Signaling a historic, new era of research collaboration, Rutgers University–Camden will bring together leading scholars from the United States and Cuba for a conference focusing on issues of sustainable community development in the island nation, from Oct. 31 to Nov. 3 on the Rutgers–Camden campus.

The International Conference on Cuba will be highlighted by a free, public symposium, titled “Sustainable Community Development and STEAM Fields: What We Can Learn from a Changing Cuba,” from 9 a.m. to 4 p.m. Monday, Oct. 31, in the Multi-Purpose Room.

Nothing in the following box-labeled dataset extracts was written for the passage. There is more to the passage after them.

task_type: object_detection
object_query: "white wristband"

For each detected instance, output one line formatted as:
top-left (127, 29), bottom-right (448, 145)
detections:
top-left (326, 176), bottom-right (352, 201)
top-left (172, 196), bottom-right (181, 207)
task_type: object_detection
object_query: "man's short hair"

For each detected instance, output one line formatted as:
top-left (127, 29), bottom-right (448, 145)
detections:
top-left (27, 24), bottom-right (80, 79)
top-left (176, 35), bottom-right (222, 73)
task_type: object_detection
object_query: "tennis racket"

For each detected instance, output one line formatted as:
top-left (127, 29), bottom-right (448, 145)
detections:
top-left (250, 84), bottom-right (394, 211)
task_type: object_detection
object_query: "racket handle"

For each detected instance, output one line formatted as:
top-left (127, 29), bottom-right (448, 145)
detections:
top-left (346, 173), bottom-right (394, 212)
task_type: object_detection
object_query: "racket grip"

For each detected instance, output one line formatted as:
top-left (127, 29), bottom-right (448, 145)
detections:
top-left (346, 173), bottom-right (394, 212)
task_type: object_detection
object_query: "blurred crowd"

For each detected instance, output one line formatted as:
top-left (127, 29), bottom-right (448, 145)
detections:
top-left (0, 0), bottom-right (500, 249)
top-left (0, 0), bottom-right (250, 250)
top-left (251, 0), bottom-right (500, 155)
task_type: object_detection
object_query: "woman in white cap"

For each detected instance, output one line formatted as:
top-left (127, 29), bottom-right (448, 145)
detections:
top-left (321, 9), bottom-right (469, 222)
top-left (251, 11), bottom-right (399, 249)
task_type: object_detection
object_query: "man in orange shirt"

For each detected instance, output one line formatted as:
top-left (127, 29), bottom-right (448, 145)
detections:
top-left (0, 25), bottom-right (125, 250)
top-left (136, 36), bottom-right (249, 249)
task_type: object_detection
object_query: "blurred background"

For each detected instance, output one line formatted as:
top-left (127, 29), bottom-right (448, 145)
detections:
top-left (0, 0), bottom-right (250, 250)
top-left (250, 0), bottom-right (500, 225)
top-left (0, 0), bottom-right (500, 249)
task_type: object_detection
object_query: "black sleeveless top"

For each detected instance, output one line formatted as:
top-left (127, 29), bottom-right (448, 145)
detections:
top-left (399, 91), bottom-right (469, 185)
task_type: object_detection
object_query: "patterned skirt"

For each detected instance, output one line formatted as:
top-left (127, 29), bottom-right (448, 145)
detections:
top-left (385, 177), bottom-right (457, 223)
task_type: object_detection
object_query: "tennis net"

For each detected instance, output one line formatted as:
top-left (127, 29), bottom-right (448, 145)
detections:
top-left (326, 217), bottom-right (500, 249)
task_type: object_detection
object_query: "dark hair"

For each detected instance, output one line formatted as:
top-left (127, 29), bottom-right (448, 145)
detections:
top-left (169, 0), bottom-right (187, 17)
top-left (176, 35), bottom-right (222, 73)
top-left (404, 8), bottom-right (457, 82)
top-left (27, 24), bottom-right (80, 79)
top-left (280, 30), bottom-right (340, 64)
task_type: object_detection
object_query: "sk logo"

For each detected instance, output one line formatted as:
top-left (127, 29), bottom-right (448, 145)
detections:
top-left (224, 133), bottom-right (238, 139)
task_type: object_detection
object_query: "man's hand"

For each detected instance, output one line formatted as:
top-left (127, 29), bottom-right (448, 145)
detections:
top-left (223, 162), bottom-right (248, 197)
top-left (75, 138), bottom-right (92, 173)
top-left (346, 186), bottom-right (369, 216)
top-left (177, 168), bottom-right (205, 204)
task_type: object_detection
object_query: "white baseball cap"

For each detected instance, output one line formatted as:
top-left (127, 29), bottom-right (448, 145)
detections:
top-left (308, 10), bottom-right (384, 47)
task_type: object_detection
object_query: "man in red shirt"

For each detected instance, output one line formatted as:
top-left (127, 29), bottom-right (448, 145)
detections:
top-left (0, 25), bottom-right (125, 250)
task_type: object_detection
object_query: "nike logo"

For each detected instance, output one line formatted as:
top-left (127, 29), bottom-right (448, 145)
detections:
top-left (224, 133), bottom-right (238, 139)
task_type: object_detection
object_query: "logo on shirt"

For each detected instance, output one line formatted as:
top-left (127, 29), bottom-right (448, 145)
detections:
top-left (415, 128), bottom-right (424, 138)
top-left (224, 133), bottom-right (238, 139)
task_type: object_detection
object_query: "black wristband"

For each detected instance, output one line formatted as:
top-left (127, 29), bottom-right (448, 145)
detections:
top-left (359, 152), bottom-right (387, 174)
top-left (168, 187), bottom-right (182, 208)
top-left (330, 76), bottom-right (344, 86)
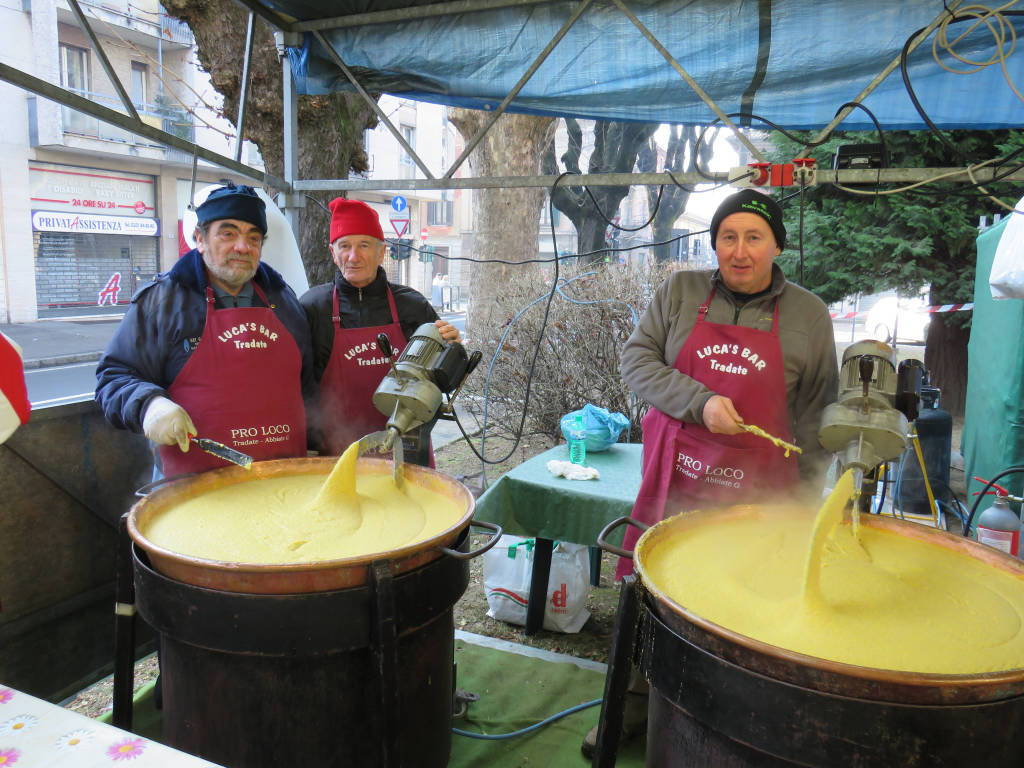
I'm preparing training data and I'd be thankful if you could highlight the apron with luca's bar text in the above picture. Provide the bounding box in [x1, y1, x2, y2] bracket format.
[160, 283, 306, 477]
[616, 288, 799, 579]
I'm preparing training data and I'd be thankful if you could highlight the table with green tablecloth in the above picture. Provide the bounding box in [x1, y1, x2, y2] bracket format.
[474, 442, 642, 635]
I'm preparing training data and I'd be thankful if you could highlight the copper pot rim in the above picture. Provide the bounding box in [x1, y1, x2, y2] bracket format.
[633, 505, 1024, 688]
[127, 457, 475, 574]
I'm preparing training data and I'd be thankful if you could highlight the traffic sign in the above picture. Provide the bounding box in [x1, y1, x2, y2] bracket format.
[387, 207, 409, 238]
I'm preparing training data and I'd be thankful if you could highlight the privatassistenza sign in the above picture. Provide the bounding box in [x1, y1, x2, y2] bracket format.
[32, 211, 160, 238]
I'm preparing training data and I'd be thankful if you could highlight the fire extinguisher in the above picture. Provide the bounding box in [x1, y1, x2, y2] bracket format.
[974, 476, 1022, 558]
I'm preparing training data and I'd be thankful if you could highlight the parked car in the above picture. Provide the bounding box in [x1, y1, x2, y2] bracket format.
[864, 296, 932, 344]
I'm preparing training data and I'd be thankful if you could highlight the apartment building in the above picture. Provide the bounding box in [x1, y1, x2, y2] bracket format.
[0, 0, 253, 323]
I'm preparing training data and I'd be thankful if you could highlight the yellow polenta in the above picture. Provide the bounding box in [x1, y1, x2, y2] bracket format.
[141, 452, 466, 564]
[641, 507, 1024, 674]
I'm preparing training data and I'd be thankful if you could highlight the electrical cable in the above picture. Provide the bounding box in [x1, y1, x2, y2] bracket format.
[899, 8, 1024, 162]
[452, 698, 602, 741]
[964, 465, 1024, 537]
[932, 0, 1024, 101]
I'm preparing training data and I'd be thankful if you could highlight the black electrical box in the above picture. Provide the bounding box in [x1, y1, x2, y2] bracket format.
[833, 144, 889, 171]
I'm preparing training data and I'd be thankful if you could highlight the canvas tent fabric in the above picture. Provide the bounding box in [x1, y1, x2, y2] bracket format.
[962, 218, 1024, 509]
[266, 0, 1024, 130]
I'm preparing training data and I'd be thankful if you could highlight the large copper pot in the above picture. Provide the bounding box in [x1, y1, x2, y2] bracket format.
[128, 457, 483, 595]
[630, 506, 1024, 705]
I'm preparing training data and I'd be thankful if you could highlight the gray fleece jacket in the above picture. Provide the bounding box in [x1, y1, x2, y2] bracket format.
[621, 265, 839, 482]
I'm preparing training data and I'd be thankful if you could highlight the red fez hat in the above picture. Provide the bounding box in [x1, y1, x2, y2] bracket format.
[328, 198, 384, 243]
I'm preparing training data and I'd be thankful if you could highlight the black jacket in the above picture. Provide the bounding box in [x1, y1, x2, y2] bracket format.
[95, 249, 316, 432]
[299, 267, 437, 381]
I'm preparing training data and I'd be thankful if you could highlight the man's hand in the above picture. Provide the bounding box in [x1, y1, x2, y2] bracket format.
[434, 319, 459, 344]
[700, 394, 743, 434]
[142, 396, 196, 454]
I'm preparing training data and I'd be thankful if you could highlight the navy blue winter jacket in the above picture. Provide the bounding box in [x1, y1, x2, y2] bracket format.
[96, 249, 316, 432]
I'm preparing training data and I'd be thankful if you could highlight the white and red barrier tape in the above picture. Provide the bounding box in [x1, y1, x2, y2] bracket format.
[828, 302, 974, 319]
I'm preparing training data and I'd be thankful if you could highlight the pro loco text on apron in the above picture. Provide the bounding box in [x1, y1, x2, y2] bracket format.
[160, 284, 306, 477]
[616, 288, 799, 578]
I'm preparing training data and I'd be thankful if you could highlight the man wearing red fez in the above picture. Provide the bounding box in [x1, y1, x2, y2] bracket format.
[299, 198, 459, 456]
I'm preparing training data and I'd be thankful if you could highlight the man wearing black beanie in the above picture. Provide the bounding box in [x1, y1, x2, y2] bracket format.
[96, 183, 316, 476]
[583, 189, 839, 754]
[622, 189, 839, 548]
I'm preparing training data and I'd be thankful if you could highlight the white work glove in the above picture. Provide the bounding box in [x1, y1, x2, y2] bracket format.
[142, 396, 196, 454]
[548, 459, 601, 480]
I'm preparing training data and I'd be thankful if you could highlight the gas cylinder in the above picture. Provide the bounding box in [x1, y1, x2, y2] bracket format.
[975, 477, 1021, 557]
[899, 385, 953, 515]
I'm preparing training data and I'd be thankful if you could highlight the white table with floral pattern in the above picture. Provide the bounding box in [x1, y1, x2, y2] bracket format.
[0, 683, 222, 768]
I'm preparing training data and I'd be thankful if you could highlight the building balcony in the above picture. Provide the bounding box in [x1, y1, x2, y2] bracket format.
[29, 91, 196, 163]
[57, 0, 193, 48]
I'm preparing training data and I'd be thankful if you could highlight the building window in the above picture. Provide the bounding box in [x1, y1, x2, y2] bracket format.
[399, 125, 416, 166]
[427, 189, 455, 226]
[60, 44, 89, 96]
[131, 61, 150, 106]
[398, 125, 416, 178]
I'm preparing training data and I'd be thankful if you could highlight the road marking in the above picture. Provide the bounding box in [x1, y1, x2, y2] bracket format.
[32, 392, 95, 408]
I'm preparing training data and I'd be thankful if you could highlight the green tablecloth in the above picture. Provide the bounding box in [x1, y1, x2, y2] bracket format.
[474, 442, 643, 546]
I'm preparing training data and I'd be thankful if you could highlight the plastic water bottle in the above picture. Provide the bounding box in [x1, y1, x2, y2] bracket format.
[569, 414, 587, 464]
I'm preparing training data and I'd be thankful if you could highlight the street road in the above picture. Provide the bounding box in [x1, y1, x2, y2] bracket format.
[25, 360, 96, 408]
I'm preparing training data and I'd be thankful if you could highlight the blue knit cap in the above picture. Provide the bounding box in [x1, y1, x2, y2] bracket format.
[196, 181, 266, 234]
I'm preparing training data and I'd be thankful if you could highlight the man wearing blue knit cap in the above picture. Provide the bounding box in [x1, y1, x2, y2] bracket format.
[96, 183, 315, 476]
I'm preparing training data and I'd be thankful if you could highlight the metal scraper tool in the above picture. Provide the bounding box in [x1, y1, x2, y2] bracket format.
[358, 429, 406, 488]
[188, 435, 253, 469]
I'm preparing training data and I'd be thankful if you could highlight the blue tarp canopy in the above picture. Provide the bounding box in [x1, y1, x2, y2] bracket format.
[260, 0, 1024, 130]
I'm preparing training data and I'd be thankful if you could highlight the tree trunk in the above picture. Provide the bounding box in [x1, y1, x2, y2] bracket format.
[637, 126, 718, 263]
[163, 0, 377, 285]
[544, 118, 657, 264]
[925, 314, 971, 418]
[449, 109, 555, 333]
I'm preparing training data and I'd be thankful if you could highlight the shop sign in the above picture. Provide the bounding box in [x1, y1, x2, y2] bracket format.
[32, 211, 160, 238]
[29, 162, 156, 216]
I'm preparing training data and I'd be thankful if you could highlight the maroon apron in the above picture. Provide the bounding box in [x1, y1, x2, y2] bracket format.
[159, 284, 306, 477]
[319, 286, 406, 456]
[615, 288, 800, 579]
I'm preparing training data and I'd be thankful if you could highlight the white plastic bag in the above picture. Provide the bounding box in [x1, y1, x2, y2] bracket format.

“The timing is ripe for us to come together in these intellectual pursuits,” says Gloria Bonilla-Santiago, a Board of Governors Distinguished Service Professor of Public Policy and Administration and director of the Community Leadership Center at Rutgers–Camden. “There is a lot that they can learn from us and much that we can learn from them. Working in collaboration with the University of Havana, Rutgers will draw on its strengths in these areas of expertise and be at the forefront of addressing needs that will help Cuba to thrive in the 21st century.”

Academic scholars from the University of Havana will present their research, touching on the conference’s five main themes: science, technology, engineering, arts, and mathematics (STEAM) disciplines; urban policy and community development; arts and culture; environmental science; and population health.

Representatives from Rutgers University and the University of Havana will sign a renewal of the flourishing Memorandum of Understanding. Bonilla-Santiago has shepherded an earlier incarnation of the agreement between Rutgers–Camden and the University of Havana for the past 15 years.

Mark Wells, coordinator for Cuba Affairs at the U.S. Department of State, will speak on the unique opportunities for research partnerships as the countries normalize their diplomatic relations. Barbara Lee, senior vice president for academic affairs for Rutgers University, and Luis Alberto Montero Cabrera, emeritus professor and president of the Scientific Council at the University of Havana, will deliver keynote addresses, focusing on the current states of higher education in Cuba and the United States.

On the following day, Cuban scholars will join their Rutgers counterparts in roundtable discussions to design collaborative research projects in their respective fields. The primary goal is to develop research proposals that strengthen understanding around the contribution of the STEAM fields to sustainable community development in Cuba and the United States.

On the third day of the conference, Rutgers faculty will guide their Cuban guests on community site visits to see firsthand the research and community development projects being conducted in the region, including LEAP Academy University Charter School in Camden and the Rutgers University Pinelands Field Station in New Lisbon.

“The Cuban people have been incredibly innovative, creative, and resilient,” says Bonilla-Santiago, who first visited Cuba more than 40 years ago. “They already have the experience. Now we want to give them the tools to help them succeed.”

The conference will then serve as a launching pad for a March 2017 spring trip to Cuba for Rutgers faculty to continue the collaboration and visit community development sites in the cities of Havana, Pinar del Rio, Cienfuegos, and Trinidad.